Does that sound okay?

there's a nest egg saved up for this baby. Therefore we don't really need anything.

I'm wondering if what you mean is 'I've chosen everything we need for our super-special miracle baby, from the best cot and transport system to the perfect teddy bear and the ethically-sourced, tastefully designed, organic cotton clothing s/he'll be wearing for the first year. I don't want my precious child to be plied with random tat and bad-taste hand knits sent by the extended family.' I think this is generally known on MN as Perfect First Born Syndrome and lots of women develop it, so you're not alone.

Instead you want your family to channel their pleasure and joy into paying for a controversial medical practice (which isn't recommended by many doctors) in the extremely unlikely event that it will one day come in useful. By going private and not donating to the public stem cell bank you will deprive others of the chance that your child's stems cells may help them — but what the hell, at least your baby won't have to wear a Boston Red Sox babygro to please Uncle Rick.

https://www.nytimes.com/2020/12/18/parenting/pregnancy/cord-blood-banking.html

People like buying stuff for babies. It's the way they express their love and welcome the new addition to the family. Let them share the pleasure. You've got plenty of money. If you're serious about the cord banking then sort it out quietly yourselves and don't start this child's life with a cloud of anxiety and negativity hanging over it. Wishing you and your baby all the best.

jhy · 10/11/2023 21:16

I would say whilst not so much of fun and cutesy gift for a new baby. It is sensible and understandable given what you have been through to get your miracle baby and the fact cancer has been on both sides of the family (even if it is not the odds of cancer are pretty much 1 in 2 now?!). Family & friends should understand you want to protect your child as much as possible in your power.
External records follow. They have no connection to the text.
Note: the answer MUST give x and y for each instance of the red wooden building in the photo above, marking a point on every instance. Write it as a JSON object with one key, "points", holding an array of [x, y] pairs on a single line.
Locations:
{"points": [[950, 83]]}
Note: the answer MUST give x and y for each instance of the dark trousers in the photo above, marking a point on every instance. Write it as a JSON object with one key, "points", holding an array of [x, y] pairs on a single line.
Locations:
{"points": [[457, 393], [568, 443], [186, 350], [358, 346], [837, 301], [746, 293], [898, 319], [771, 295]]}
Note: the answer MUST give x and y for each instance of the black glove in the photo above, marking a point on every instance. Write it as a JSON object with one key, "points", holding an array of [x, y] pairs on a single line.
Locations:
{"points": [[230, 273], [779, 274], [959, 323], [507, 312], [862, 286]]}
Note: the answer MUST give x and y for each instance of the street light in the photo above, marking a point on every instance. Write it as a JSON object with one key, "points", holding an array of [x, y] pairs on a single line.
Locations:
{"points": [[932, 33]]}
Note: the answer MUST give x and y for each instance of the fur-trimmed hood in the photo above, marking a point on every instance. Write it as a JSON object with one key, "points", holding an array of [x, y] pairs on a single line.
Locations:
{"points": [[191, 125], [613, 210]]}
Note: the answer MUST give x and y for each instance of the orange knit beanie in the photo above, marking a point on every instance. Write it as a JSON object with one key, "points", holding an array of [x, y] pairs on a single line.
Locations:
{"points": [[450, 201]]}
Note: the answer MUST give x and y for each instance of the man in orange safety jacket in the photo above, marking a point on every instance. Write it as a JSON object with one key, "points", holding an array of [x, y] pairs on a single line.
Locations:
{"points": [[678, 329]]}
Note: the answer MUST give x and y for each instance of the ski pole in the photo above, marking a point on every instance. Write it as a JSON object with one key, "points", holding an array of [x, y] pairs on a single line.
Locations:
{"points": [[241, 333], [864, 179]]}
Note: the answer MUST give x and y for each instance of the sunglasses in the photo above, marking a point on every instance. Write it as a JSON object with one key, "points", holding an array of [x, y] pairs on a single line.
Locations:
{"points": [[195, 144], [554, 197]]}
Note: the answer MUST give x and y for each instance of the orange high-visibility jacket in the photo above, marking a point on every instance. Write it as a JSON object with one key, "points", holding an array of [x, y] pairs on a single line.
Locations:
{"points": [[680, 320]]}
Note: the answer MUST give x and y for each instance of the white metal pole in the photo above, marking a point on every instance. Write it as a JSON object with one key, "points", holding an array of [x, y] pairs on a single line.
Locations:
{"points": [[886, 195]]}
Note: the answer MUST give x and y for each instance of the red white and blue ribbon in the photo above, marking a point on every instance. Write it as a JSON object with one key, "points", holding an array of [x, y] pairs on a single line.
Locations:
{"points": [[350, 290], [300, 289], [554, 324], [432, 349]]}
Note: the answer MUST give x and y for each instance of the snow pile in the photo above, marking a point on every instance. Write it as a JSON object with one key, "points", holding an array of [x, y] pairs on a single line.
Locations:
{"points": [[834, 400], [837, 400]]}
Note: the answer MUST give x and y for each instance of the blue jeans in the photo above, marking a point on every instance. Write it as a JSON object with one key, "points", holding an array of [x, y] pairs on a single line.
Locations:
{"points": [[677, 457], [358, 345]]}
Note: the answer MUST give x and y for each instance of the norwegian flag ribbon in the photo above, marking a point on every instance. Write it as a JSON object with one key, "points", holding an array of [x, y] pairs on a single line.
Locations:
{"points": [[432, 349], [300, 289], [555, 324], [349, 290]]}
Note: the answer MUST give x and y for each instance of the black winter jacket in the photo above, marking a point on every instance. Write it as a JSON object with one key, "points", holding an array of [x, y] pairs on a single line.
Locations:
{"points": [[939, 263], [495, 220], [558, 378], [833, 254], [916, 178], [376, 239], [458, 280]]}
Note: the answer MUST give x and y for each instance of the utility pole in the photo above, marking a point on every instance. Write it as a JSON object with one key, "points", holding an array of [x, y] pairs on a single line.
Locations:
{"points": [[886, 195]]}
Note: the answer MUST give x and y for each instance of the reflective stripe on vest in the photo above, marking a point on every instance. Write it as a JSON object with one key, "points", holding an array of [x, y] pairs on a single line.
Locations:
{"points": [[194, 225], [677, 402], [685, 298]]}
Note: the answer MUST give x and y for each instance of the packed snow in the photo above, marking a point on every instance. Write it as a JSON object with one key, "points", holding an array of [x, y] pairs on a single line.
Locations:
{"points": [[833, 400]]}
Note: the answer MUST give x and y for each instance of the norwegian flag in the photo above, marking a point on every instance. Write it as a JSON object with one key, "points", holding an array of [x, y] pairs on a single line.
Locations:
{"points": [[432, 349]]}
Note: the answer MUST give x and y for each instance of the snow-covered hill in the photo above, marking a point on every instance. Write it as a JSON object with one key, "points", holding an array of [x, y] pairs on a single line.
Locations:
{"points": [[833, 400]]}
I'm sure they won't resist a little gift anyway also!

Moggetrules · 10/11/2023 21:20

@Branster I am so sorry you were so unsupported and left to fend for yourself, especially considering how hard parenting can be. At no other point in history/other cultures was one person expected to never accept any help related to parenting.

I guess I'm blessed that I experienced the opposite, if one of my family needed any help, with parenting or otherwise, we're always ready to lend a hand.

As for the rest, thank you so much for your contributions. Point taken, only let know if asked. I really appreciate your time for replying to me.